Le livre d’aujourd’hui est un voyage épique et périlleux, loin, très loin de ta zone de confort culturel. Il s'agit de Terminus Radieux, d'Antoine Volodine.
De l'auteur, on sait peu de choses. Mystérieux romancier étiqueté SF, il se revendique porte-parole du « post-exotisme ». "Antoine Volodine" n’est en fait qu’un des différents pseudonymes derrière lesquels se cache le romancier (quatre faux-noms identifiés à ce jour, avec lesquels il signe moult romans.) Volodine est un exégète de littérature russe, il a enseigné la langue et traduit de nombreux ouvrages. Après 30 ans de boulot, son dernier roman Terminus Radieux est publié en 2014.
Illiouchenko, Vassilia & Kroener sont les trois « camarades de désastre » qui nous embarquent dans leur (dé)route. Ils évoluent dans univers colossal mais très cohérent : une Russie dévastée, post-soviétique / post-nucléaire. Une sorte de futur antérieur, un décor de Mad Max bolchévique en Sibérie, teinté de surréalisme et de poésie slave. On est transporté à travers de vastes plaines enneigées où errent des soldats perdus et des milices de mercenaires. Dans des steppes fantastiques, on croise des vaches ensauvagées qui s’abreuvent d’eaux radioactives et des poètes chamans aux rites inquiétants.
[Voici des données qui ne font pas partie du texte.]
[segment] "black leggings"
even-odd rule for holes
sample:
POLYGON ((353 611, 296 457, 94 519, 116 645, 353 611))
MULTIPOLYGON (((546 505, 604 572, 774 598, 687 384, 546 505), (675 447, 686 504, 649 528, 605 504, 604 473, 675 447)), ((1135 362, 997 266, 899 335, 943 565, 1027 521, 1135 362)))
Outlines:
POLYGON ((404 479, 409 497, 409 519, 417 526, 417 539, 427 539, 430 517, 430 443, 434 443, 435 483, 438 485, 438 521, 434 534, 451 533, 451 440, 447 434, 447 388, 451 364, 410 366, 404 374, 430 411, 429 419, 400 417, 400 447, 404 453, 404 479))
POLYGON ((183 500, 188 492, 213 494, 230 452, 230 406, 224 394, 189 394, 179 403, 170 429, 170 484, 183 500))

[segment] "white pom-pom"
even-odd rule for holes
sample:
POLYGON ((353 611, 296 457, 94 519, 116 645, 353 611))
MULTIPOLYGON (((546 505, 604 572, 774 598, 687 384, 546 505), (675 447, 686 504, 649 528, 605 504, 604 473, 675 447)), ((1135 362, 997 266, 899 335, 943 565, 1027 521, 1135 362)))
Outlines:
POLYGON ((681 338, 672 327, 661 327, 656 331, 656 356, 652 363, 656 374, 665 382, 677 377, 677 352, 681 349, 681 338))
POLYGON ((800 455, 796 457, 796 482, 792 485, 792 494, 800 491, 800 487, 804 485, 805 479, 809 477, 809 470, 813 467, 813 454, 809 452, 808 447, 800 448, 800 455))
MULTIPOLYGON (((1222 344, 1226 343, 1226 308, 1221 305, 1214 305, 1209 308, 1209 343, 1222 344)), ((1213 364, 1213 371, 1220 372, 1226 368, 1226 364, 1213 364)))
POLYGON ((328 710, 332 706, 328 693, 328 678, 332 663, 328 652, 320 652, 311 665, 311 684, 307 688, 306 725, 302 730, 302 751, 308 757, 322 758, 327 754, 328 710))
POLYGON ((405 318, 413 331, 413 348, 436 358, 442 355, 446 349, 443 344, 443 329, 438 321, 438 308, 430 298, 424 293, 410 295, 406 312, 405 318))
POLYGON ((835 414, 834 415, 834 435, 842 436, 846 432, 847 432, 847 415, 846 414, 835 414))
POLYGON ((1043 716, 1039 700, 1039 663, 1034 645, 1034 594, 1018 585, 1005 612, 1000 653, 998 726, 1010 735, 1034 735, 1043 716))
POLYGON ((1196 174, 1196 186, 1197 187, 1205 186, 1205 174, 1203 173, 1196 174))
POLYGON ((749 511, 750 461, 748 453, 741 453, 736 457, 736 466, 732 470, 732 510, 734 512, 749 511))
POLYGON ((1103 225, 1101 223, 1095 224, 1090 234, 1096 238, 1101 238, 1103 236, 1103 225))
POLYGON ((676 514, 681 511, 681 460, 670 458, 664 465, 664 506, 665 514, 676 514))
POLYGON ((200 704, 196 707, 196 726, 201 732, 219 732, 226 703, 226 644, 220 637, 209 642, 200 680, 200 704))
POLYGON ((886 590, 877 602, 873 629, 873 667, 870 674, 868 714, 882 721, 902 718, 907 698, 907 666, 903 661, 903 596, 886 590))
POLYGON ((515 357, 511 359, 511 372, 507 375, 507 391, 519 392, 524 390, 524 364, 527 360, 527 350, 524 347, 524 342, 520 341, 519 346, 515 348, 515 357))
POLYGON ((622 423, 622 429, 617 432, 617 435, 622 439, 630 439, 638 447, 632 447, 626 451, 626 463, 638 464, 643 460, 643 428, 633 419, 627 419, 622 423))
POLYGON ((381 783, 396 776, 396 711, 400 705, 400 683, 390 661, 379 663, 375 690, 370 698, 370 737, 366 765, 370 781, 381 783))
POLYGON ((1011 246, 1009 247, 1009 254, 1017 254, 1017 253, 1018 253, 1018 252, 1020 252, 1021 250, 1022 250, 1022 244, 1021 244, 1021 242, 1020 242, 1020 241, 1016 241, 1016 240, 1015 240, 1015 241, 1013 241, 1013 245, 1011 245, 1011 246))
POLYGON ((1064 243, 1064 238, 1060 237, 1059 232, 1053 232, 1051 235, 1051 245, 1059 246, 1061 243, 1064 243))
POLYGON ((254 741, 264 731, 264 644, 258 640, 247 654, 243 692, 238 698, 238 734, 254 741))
Le point de mire de cette odyssée onirique : Terminus Radieux, un kolkhoze perdu dans la taïga, contaminé par des expérimentations nucléaires qui ont tourné à la déconfiture. La petite société de ce village en friche s’organise au rythme d’une pile à combustible caractérielle qui assure l’énergie du village mais semble surtout leur rôtir le ciboulot.
L’expérience de lecture est hypnotique : Volodine s’affranchit de tous les dogmes du récit, il compose un ensemble singulier de paysages, de personnages géniaux, invente une langue au vocabulaire propre. On est plongé dans les profondeurs sombres de l’âme slave, on rit beaucoup, aussi. Dans ce miroir tendu par l’auteur se révèle peu à peu le reflet trouble et cynique de notre propre société.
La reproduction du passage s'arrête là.